O procedimento foi instaurado após notícias de fato levadas ao Ministério Público do Pará (MPPA). Dentre esses, chegou ao conhecimento da Promotoria de Justiça de Monte Alegre possíveis irregularidades na condução do IPL nº 69/2019.000301-5, informação que foi ratificada pelo Centro de Pericias Renato Chaves - Unidade de Santarém.

Houve protocolo de dois pedidos de análises de entorpecentes em datas diferentes naquele centro, apreendidos nos autos do IPL conduzido pela investigada. Além desses, outras irregularidades praticadas pela delegada no exercício de suas funções foram denunciadas e apuradas.
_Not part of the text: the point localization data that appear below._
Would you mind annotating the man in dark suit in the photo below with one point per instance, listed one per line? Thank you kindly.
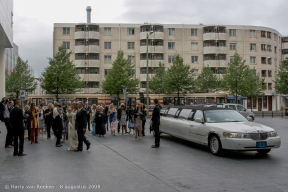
(81, 124)
(16, 121)
(156, 122)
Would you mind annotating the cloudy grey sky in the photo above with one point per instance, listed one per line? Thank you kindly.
(34, 19)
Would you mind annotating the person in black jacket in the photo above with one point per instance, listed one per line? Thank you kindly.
(156, 122)
(81, 124)
(58, 122)
(16, 120)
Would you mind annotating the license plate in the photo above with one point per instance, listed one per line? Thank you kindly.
(261, 144)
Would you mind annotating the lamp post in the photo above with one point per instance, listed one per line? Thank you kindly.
(147, 79)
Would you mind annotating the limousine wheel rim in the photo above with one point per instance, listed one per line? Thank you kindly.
(214, 144)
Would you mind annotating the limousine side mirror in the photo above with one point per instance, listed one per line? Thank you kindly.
(198, 120)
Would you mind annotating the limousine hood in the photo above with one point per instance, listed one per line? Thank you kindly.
(242, 127)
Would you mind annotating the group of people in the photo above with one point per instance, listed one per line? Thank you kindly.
(71, 121)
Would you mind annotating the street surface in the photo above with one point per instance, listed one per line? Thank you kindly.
(123, 164)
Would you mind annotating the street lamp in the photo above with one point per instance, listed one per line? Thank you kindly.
(147, 80)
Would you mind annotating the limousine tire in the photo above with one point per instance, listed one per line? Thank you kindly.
(215, 144)
(264, 151)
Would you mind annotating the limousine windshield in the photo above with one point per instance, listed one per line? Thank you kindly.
(220, 116)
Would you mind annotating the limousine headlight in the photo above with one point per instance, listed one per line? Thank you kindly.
(236, 135)
(272, 134)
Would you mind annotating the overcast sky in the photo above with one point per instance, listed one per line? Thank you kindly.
(34, 19)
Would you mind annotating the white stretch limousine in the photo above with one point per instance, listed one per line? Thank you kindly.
(218, 128)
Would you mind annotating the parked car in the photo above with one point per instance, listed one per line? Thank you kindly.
(218, 128)
(237, 107)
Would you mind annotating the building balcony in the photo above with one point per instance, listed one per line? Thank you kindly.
(285, 45)
(79, 49)
(215, 63)
(155, 35)
(152, 49)
(151, 63)
(215, 50)
(93, 49)
(80, 35)
(93, 35)
(214, 36)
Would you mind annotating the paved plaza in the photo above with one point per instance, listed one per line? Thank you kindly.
(122, 163)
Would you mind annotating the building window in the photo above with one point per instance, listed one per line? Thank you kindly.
(171, 31)
(66, 30)
(252, 47)
(253, 60)
(193, 32)
(107, 31)
(194, 59)
(252, 33)
(66, 45)
(268, 34)
(171, 45)
(107, 58)
(269, 73)
(269, 61)
(232, 32)
(263, 33)
(194, 46)
(263, 47)
(106, 72)
(131, 45)
(269, 86)
(269, 48)
(130, 31)
(263, 60)
(232, 46)
(107, 45)
(171, 58)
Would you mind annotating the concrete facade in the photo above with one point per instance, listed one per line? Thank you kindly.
(6, 37)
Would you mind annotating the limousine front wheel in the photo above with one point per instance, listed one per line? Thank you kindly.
(215, 145)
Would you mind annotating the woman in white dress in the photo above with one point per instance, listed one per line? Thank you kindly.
(72, 132)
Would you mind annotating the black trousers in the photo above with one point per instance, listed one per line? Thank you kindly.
(81, 139)
(18, 147)
(9, 136)
(48, 125)
(88, 121)
(157, 135)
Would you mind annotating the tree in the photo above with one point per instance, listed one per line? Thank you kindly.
(157, 82)
(20, 79)
(61, 77)
(255, 86)
(120, 76)
(179, 78)
(281, 80)
(207, 80)
(235, 78)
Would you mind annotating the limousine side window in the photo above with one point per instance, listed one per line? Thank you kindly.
(171, 112)
(185, 114)
(198, 114)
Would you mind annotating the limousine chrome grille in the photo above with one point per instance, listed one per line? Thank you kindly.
(258, 136)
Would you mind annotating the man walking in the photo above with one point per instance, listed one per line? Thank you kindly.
(81, 124)
(6, 116)
(155, 123)
(16, 120)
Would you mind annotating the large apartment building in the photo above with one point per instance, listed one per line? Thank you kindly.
(95, 46)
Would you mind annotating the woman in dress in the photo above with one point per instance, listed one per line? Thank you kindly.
(93, 113)
(34, 123)
(41, 121)
(72, 132)
(138, 121)
(123, 120)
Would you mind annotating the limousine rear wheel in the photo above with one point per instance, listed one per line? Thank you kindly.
(215, 145)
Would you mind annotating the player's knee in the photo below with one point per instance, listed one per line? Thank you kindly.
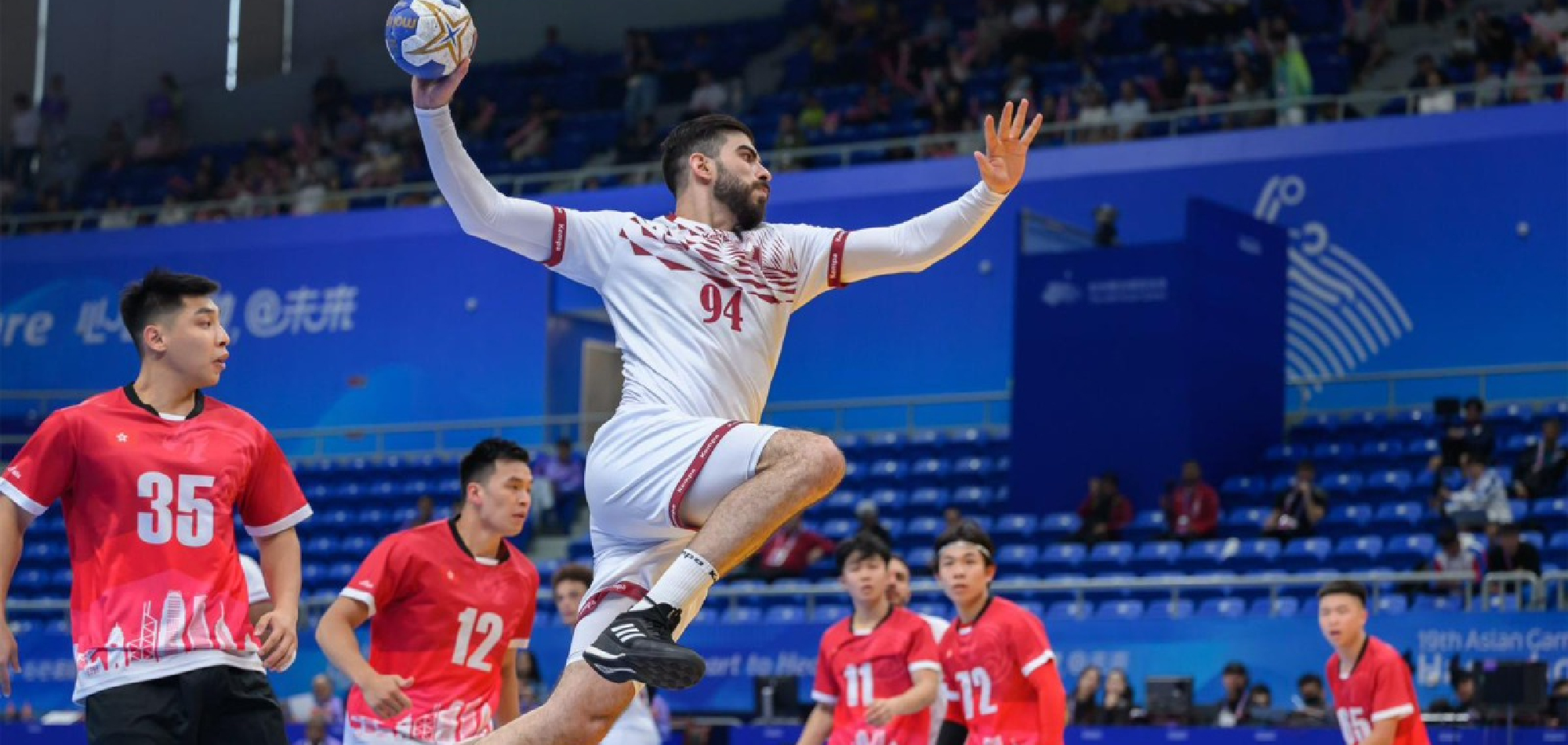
(822, 459)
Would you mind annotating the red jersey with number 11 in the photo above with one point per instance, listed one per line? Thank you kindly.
(1377, 688)
(150, 503)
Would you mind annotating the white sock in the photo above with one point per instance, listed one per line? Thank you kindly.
(689, 576)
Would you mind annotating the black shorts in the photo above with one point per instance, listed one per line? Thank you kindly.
(216, 705)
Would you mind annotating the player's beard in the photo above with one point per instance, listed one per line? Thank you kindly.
(741, 198)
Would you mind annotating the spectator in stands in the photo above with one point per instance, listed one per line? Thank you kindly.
(1481, 504)
(1489, 90)
(1456, 561)
(325, 702)
(1312, 707)
(1299, 511)
(1192, 507)
(708, 98)
(1086, 699)
(1130, 111)
(424, 512)
(1508, 553)
(1541, 470)
(564, 470)
(791, 551)
(1235, 707)
(1116, 708)
(871, 523)
(1467, 440)
(26, 125)
(316, 732)
(1105, 512)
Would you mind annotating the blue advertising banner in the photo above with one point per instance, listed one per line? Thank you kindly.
(1276, 650)
(335, 321)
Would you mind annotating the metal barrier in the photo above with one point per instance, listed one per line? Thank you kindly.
(1181, 123)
Em 24 de setembro deste ano o Ministério Público requereu e a justiça deferiu no dia 22 de outubro, o pedido de busca e apreensão criminal e medidas cautelares diversas da prisão, em desfavor da delegada. As medidas cumpridas no dia 20 de novembro foram: proibição de frequentar a Delegacia de Monte Alegre e de manter contato com seus servidores; proibição de manter contato com as pessoas envolvidas, direta ou indiretamente, nas investigações, e o afastamento cautelar imediato do cargo de Delegada, com proibição de exercer suas funções em qualquer outra Delegacia de Polícia Civil do Estado do Pará, pelo prazo de 120 dias. Também foi cumprido o pedido de busca e apreensão na sede da Corregedoria de Polícia Civil em Santarém, em especial na sala utilizada pela investigada, e na residência dela em Santarém.

A promotoria ressalta que a investigada é contumaz nos atos ilegais expostos na requisição das cautelares. Em janeiro deste ano, nos autos de outro processo, houve decisão judicial ordenando a suspensão da função pública de delegada que ela exercia na Delegacia Especializada de Atendimento à Mulher (DEAM) em ltaituba, e também a proibição de frequentar a delegacia e de manter contato com as testemunhas do caso, em virtude de graves suspeitas de cometimento de crime de corrupção passiva.